異変
〜夜の8時〜
フユミとのデートを終え、俺は自宅へと帰ってきた。
「ふぅ、寝るか…」
明日からまた学校も始まるし、デートでとてつもなく疲れたので今日は早めに寝ることにする。
いつもであれば魔物の襲来の有無に関係なくアジトでの仕事や次元修復の仕事があるのだが、帰宅途中で総帥からメールが入って「今日はアジトに出向かなくていいからじっくり体を休めてくれ。」という知らせが入った。

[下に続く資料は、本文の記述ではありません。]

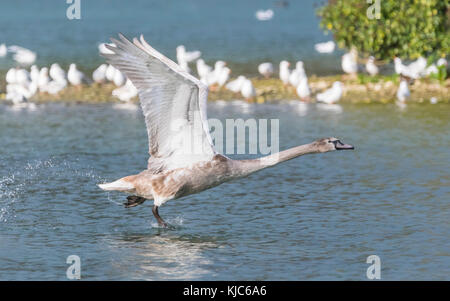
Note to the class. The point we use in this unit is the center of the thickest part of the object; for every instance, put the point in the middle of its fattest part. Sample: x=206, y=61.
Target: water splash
x=28, y=178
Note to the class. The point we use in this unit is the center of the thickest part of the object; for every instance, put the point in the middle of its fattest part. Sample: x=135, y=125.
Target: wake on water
x=41, y=175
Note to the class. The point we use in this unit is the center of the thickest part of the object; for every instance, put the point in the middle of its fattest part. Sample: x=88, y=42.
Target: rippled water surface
x=316, y=217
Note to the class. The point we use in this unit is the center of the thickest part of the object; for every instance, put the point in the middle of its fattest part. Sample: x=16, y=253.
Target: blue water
x=226, y=30
x=317, y=217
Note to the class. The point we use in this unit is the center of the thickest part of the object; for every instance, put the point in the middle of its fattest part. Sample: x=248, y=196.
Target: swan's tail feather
x=119, y=185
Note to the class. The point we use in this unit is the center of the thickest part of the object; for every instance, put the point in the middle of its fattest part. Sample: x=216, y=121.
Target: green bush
x=405, y=28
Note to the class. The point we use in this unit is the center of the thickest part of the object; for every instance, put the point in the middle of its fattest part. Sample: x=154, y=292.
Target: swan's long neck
x=246, y=167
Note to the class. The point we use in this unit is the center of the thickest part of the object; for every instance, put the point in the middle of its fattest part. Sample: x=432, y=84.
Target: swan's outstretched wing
x=173, y=103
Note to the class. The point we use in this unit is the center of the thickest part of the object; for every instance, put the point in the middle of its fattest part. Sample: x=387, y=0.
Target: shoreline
x=360, y=89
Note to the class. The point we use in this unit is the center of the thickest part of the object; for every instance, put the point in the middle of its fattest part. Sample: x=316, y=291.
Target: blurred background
x=221, y=30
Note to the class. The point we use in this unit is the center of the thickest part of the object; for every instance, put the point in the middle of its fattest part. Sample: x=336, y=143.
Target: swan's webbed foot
x=133, y=201
x=161, y=222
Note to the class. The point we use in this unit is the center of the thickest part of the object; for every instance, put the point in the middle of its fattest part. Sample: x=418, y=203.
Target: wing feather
x=173, y=103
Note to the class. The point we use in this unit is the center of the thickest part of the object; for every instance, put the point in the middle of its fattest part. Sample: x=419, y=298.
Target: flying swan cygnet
x=174, y=106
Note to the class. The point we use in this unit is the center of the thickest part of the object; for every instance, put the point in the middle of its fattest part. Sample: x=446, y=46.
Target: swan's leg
x=161, y=222
x=133, y=201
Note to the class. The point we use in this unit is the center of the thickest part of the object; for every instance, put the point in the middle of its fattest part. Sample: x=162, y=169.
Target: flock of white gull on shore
x=22, y=84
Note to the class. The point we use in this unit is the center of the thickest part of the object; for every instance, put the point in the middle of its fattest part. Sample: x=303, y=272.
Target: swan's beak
x=342, y=146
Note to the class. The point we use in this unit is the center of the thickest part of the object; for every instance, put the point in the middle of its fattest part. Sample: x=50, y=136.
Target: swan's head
x=331, y=144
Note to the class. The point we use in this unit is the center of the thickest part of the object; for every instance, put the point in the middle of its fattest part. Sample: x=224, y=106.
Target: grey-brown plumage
x=182, y=157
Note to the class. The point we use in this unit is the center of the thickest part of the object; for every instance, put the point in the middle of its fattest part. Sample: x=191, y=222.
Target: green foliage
x=405, y=28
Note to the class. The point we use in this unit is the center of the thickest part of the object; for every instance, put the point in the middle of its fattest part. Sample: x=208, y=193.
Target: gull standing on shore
x=285, y=72
x=403, y=91
x=22, y=55
x=99, y=74
x=349, y=62
x=3, y=50
x=75, y=76
x=236, y=85
x=371, y=68
x=266, y=69
x=297, y=74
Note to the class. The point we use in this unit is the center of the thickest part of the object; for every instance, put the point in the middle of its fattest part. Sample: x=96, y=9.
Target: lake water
x=226, y=30
x=317, y=217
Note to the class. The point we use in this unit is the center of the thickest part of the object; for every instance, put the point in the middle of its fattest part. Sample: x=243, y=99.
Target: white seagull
x=3, y=50
x=183, y=160
x=203, y=69
x=247, y=89
x=285, y=73
x=349, y=62
x=403, y=91
x=266, y=69
x=236, y=85
x=371, y=68
x=75, y=76
x=57, y=73
x=331, y=95
x=99, y=74
x=22, y=55
x=303, y=90
x=297, y=74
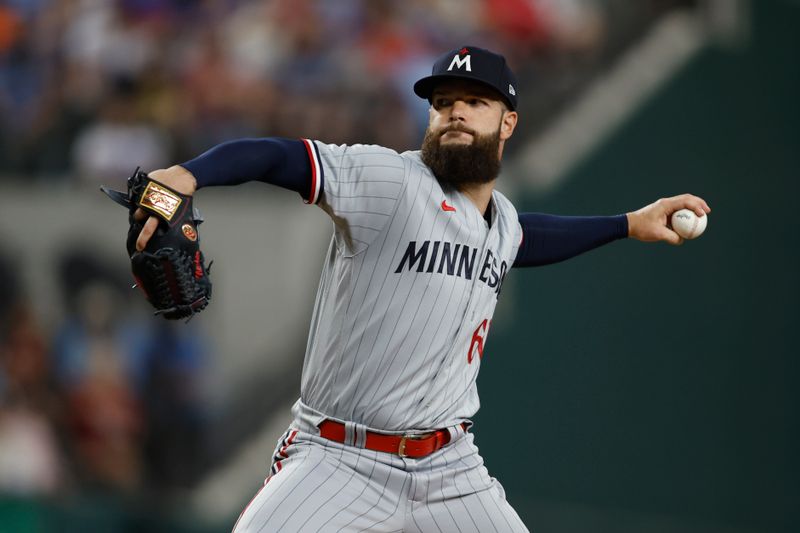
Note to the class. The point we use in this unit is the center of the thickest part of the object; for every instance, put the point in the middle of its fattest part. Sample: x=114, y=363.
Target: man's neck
x=480, y=195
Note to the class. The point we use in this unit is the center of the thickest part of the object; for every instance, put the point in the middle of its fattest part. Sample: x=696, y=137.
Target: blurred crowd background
x=89, y=89
x=102, y=399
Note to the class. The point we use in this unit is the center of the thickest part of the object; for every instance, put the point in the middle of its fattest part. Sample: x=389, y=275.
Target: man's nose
x=459, y=110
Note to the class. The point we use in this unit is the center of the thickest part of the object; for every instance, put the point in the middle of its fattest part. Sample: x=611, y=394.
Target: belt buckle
x=401, y=447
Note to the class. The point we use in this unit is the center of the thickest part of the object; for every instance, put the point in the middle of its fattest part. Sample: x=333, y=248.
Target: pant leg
x=454, y=492
x=322, y=486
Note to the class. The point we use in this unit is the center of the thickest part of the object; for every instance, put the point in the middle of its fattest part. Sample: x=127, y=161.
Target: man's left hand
x=652, y=222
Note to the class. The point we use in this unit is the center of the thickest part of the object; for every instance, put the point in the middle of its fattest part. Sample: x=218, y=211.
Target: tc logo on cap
x=459, y=62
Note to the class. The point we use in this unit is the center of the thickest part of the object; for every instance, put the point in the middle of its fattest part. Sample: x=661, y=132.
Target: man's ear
x=507, y=124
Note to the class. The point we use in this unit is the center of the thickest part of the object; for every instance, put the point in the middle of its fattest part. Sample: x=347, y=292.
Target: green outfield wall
x=652, y=388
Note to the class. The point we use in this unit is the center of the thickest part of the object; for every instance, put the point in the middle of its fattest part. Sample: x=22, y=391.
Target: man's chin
x=462, y=138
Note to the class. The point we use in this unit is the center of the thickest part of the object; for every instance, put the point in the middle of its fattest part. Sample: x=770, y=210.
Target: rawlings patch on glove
x=171, y=270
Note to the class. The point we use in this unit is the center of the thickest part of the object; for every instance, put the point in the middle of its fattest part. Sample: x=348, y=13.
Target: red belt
x=413, y=446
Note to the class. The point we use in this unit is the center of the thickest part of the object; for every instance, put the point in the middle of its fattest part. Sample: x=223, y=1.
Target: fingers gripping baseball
x=651, y=223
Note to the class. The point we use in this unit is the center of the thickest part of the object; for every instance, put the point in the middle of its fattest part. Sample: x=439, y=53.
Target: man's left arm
x=548, y=239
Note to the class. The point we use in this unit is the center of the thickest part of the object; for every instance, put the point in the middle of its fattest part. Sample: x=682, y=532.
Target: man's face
x=466, y=132
x=462, y=109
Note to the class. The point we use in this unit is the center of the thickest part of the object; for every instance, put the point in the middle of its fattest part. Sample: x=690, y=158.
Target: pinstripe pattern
x=388, y=346
x=330, y=487
x=405, y=289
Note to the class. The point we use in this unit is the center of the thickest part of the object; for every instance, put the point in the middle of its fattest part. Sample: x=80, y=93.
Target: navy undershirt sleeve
x=548, y=239
x=281, y=162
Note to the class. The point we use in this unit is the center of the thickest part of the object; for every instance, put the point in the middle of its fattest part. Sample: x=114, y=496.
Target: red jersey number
x=478, y=337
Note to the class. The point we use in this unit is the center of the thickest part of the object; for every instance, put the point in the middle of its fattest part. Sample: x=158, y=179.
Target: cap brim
x=424, y=87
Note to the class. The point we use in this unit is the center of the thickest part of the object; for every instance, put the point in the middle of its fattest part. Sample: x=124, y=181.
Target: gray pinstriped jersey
x=407, y=292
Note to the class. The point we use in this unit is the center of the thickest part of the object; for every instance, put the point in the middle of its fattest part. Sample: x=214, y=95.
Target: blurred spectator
x=133, y=389
x=198, y=73
x=96, y=368
x=119, y=141
x=30, y=461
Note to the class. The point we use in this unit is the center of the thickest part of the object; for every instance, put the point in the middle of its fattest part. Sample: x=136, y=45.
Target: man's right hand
x=176, y=177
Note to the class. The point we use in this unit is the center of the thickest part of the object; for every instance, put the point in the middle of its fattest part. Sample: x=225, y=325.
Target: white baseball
x=687, y=224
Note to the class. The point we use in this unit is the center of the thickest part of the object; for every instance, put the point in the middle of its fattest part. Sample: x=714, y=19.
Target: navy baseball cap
x=472, y=63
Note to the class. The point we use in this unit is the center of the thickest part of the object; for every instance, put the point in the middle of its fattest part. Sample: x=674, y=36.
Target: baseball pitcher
x=421, y=246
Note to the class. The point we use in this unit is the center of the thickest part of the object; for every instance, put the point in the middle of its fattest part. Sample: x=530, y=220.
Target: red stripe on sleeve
x=312, y=196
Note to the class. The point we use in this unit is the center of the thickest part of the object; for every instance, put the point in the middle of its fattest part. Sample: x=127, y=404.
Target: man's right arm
x=282, y=162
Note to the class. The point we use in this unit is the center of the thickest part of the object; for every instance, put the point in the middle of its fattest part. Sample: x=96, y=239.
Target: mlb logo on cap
x=472, y=63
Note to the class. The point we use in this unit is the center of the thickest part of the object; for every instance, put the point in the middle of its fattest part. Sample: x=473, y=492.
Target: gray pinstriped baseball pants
x=317, y=485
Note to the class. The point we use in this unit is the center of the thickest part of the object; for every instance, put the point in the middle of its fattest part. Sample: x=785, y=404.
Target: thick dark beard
x=461, y=164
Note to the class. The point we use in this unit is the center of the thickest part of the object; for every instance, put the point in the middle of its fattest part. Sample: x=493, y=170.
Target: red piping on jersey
x=312, y=197
x=292, y=435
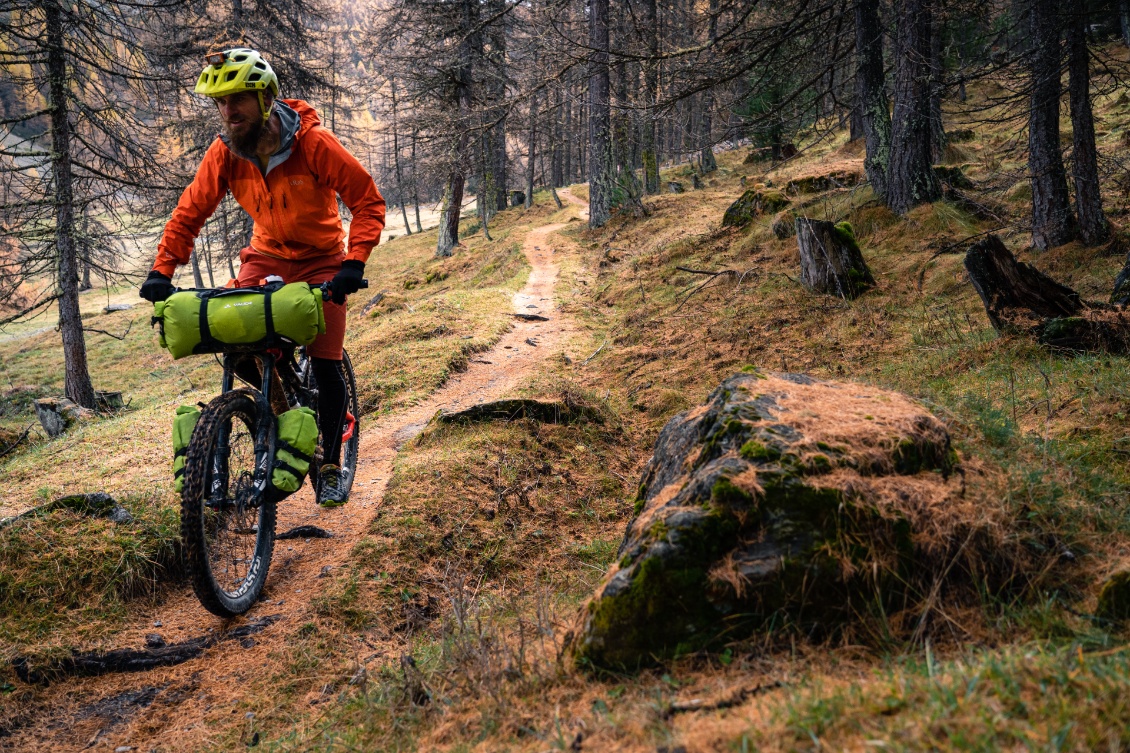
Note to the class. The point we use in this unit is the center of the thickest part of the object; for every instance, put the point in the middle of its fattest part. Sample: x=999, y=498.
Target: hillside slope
x=440, y=620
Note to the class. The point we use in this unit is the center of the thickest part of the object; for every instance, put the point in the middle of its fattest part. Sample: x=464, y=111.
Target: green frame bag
x=232, y=319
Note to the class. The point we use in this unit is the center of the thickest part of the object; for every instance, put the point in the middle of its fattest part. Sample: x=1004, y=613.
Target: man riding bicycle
x=285, y=170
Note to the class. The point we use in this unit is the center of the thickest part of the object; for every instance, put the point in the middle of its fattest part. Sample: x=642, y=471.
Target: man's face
x=240, y=113
x=243, y=122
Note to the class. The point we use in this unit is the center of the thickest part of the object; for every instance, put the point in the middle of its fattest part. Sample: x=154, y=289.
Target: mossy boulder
x=783, y=225
x=752, y=205
x=783, y=501
x=1114, y=598
x=820, y=183
x=953, y=176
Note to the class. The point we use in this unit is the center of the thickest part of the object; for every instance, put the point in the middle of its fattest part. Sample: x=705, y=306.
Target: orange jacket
x=294, y=205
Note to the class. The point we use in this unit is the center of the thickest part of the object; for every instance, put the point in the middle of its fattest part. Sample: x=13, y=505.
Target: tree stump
x=1019, y=299
x=831, y=260
x=57, y=415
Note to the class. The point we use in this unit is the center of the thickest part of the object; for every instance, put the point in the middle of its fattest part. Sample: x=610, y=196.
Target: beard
x=246, y=144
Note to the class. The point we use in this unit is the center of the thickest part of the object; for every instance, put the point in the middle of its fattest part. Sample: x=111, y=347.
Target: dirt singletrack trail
x=197, y=703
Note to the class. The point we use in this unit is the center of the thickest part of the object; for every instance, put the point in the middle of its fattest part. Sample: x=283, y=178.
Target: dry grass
x=492, y=535
x=1050, y=422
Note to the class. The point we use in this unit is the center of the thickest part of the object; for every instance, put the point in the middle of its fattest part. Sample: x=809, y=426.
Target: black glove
x=156, y=287
x=347, y=280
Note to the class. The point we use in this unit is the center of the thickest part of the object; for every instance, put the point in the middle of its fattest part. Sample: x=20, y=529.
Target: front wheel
x=227, y=511
x=350, y=434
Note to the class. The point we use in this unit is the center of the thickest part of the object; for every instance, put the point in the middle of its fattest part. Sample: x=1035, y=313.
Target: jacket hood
x=306, y=114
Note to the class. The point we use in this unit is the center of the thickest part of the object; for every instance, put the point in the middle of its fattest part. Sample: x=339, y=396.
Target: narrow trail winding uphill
x=191, y=704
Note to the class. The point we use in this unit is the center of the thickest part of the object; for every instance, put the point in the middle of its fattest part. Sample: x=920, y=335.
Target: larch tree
x=600, y=147
x=88, y=148
x=1088, y=199
x=871, y=95
x=911, y=180
x=1052, y=222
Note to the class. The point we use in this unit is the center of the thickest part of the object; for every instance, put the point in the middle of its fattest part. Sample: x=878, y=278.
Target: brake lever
x=327, y=288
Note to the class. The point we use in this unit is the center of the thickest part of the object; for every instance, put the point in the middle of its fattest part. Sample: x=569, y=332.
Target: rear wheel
x=227, y=511
x=349, y=446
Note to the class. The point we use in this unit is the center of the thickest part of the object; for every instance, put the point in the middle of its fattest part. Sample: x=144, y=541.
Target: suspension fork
x=264, y=435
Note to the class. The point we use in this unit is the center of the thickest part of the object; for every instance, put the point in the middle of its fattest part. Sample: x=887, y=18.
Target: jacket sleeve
x=340, y=171
x=197, y=205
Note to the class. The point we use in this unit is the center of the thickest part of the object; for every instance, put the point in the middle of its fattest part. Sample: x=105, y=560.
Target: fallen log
x=1022, y=300
x=512, y=409
x=98, y=663
x=304, y=531
x=831, y=260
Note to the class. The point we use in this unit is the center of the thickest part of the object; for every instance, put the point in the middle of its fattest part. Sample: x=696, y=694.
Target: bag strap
x=283, y=444
x=268, y=314
x=206, y=339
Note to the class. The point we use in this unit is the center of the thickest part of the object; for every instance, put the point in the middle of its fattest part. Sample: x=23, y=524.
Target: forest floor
x=435, y=619
x=190, y=706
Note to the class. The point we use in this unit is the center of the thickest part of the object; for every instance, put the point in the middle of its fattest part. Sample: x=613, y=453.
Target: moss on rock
x=785, y=500
x=752, y=205
x=1114, y=598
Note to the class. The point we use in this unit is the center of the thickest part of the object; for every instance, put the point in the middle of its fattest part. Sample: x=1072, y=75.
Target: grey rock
x=120, y=515
x=783, y=500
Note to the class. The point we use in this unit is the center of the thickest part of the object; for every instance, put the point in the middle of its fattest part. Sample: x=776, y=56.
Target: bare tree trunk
x=937, y=87
x=1052, y=222
x=194, y=259
x=77, y=375
x=1088, y=198
x=396, y=157
x=870, y=95
x=453, y=191
x=911, y=180
x=706, y=121
x=1124, y=20
x=449, y=215
x=600, y=152
x=208, y=253
x=531, y=150
x=567, y=140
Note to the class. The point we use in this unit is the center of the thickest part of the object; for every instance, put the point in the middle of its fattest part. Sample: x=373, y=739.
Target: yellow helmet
x=240, y=69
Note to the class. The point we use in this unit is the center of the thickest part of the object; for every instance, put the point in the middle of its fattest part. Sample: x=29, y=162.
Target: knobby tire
x=215, y=536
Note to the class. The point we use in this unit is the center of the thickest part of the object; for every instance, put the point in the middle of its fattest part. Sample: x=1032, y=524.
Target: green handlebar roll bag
x=187, y=417
x=207, y=321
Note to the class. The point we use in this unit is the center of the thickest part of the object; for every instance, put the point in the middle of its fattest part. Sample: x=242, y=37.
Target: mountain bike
x=227, y=502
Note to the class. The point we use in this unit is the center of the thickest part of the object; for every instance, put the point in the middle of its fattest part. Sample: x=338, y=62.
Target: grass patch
x=67, y=578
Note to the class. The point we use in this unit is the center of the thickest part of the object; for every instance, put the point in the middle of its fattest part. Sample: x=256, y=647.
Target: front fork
x=264, y=435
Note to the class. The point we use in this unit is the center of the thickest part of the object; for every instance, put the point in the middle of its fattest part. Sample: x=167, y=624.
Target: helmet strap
x=263, y=109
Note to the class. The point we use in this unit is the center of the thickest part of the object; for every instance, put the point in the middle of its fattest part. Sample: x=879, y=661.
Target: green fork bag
x=187, y=417
x=294, y=449
x=208, y=321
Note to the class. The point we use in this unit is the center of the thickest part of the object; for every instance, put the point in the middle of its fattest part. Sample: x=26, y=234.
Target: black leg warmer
x=331, y=407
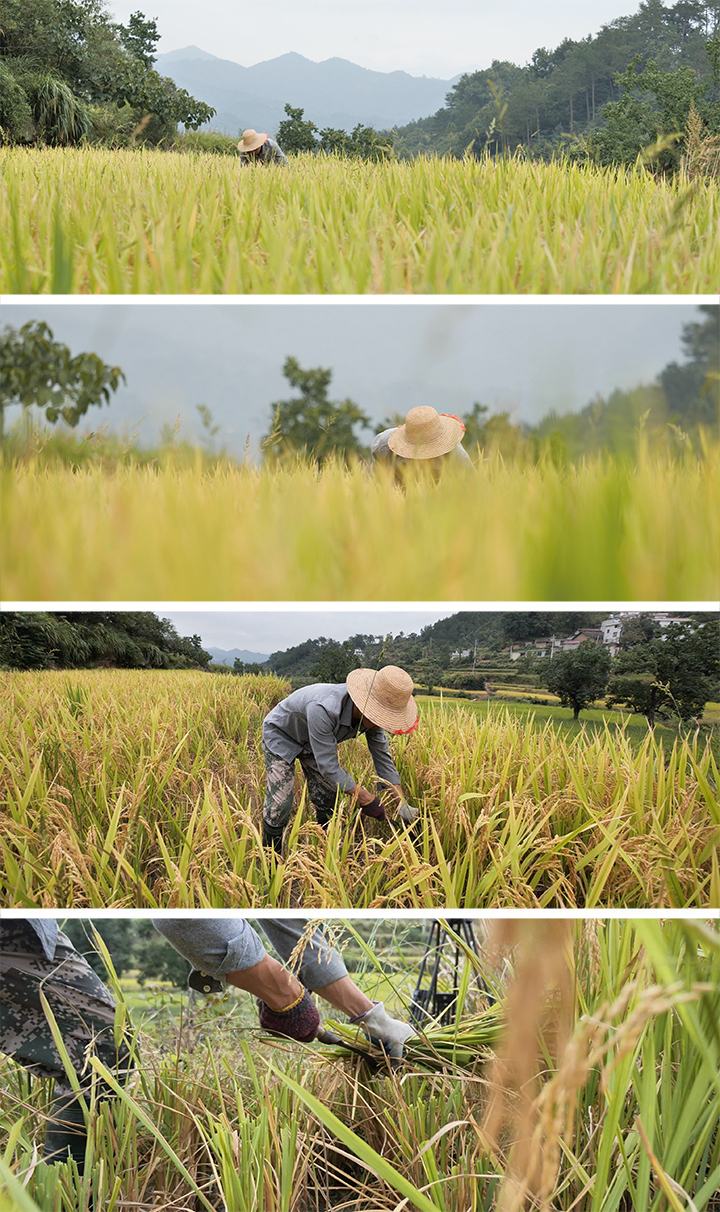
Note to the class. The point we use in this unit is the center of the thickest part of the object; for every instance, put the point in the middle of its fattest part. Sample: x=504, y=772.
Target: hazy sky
x=438, y=38
x=388, y=356
x=273, y=630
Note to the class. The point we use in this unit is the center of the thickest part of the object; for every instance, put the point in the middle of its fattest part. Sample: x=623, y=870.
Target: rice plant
x=140, y=789
x=603, y=1096
x=98, y=221
x=601, y=530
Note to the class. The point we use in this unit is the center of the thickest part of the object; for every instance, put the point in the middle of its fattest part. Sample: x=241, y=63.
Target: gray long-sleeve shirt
x=269, y=153
x=381, y=451
x=217, y=945
x=314, y=720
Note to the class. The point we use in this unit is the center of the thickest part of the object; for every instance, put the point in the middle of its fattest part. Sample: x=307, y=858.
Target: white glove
x=389, y=1032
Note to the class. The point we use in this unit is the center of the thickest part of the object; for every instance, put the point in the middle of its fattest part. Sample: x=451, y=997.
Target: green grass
x=604, y=530
x=616, y=1108
x=149, y=794
x=96, y=221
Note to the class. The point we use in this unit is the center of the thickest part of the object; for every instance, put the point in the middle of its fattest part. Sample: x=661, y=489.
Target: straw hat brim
x=257, y=142
x=450, y=436
x=360, y=684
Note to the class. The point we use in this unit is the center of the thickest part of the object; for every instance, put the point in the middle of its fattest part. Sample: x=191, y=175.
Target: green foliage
x=67, y=57
x=312, y=424
x=570, y=92
x=209, y=142
x=135, y=945
x=38, y=371
x=16, y=115
x=578, y=678
x=673, y=673
x=140, y=38
x=149, y=93
x=335, y=661
x=60, y=116
x=652, y=114
x=79, y=640
x=296, y=133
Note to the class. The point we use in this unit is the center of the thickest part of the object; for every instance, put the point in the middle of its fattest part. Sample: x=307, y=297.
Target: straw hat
x=251, y=141
x=427, y=434
x=384, y=696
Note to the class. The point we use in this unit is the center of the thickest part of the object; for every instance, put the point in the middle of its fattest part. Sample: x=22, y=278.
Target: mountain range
x=335, y=93
x=228, y=656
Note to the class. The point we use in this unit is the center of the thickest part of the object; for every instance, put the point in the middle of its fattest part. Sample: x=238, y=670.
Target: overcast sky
x=387, y=356
x=274, y=630
x=436, y=38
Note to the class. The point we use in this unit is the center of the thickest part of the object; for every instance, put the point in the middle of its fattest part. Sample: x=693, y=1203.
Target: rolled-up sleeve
x=380, y=750
x=215, y=945
x=320, y=964
x=324, y=745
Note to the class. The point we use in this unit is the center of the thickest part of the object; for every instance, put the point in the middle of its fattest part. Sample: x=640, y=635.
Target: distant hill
x=335, y=92
x=227, y=657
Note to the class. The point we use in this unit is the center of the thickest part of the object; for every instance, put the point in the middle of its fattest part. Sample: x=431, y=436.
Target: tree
x=428, y=672
x=141, y=38
x=652, y=114
x=38, y=371
x=310, y=423
x=335, y=662
x=295, y=133
x=86, y=639
x=578, y=678
x=66, y=62
x=675, y=673
x=692, y=389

万が一にもレベルの高い魔物が現れたら狩りを依頼する可能性があるとのことだったので一応ケータイの通知・着信音は最大にしておく。
俺は部屋の電気を切り、ベッドに入った。しかし、疲れているはずなのに何故か上手く眠りにつくことができない。
(はぁ、やっぱり俺あいつのことが気になってんのかな。)
〜1時間30分前〜
「え?どゆこと?」
「実は私のおばあちゃんが先週足に大怪我をしちゃってね。」
フユミによるとフユミのおばあさんが足を大怪我してしまい、元々病気で身体の悪いおじいさんの面倒を見るのが大変になってしまったということでフユミがお世話をすることになったのだという。
「ご両親はどうしたん?」
「2人とも今は海外出張中なの。」
フユミのご両親は海外に出張中で今は日本にいないらしい。
しかしおばあさんの怪我の事を聞かされ、近々日本に戻ってくるんだとか。
「それでね、またこういうことがあるかもしれないからって、私の家族がおばあちゃんの家で一緒に暮らすことになったの。」
「な、なるほど。つまりフユミはそのおばあさんの家の近所にある高校に転向することになったというわけか。」
「そう。高校側には既に話を通してあるわ。」
全然気づかなかった。
最近の教員からはそう匂わせる態度が見受けられなかったからだ。
話を聞く限りどうやらフユミは自分が転校する事を先生方には黙っていてもらうよう頼んでいたらしい。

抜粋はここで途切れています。